Comm: "Is it a bird? Is it a plane? No - it's Vacutug. A lavatory emptying machine and nice little money spinner
"Front wheel drive. Two gears - one in each direction. Reversible vacuum pump. PVC hose with quick release couplings. Top speed - 5 KPH/km ph.
"And it comes in any colour you like - as long as it's blue.
"The residents of Kebira have great hopes for Vacutug's one-machine clean-up mission.
"When Vacutug bursts into life, the whole neighbourhood comes out to watch. They've never seen anything quite like it before.
"Vacutug is small and sturdy. It has to be to cope with the bumpy and narrow lanes of the shanty town.
"The first big job of the day is to empty the multiple lavatory block at the local school.
"It's a messy business and the operators need protective clothing.
"Vacutug is designed to be made and operated locally in any country with sanitation problems like Kebira's.
"Atmospheric pressure forces the latrine contents along the hose-pipe into a 500 litre vacuum tank.
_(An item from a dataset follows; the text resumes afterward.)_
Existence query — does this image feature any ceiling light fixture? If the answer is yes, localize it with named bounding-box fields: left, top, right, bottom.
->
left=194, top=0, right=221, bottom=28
"Drinking water is also at risk from contamination by human waste. Kebira's water pipes run through its roads with minimal protection. They break easily and the water mingles with liquefied faeces from the overflowing lavatories.
"The job at the school finished, Vacutug empties its contents into the main sewer for hygienic disposal.
"The vacuum pump is reversible so the contents can be discharged quickly - up to 1,700 litres a minute.
"Vacutug is a business idea as well as a public health project. There are training courses for operators, who'll lease the machines and make money. There's a healthy profit to be made out of a healthier environment. Its hoped many Vacutugs will soon be working the area
"So - Vacutug's services aren't free. Landlords are responsible for emptying the lavatories. And they must pay up front - about 8 US dollars per tankful of waste.
"But this is still a pilot scheme - Vacutug could also be operated by local councils or directly by communities themselves.
"Before Vacutug, the only way to clean a lavatory was to pay someone to dig out the pit by hand - with obvious health risks.
"But one Vacutug alone can't cope with waste from three-quarters of a million people.
"Until there are more, demand for its services exceeds supply. And the dangers to health continue.
"Vacutug must go forth and multiply."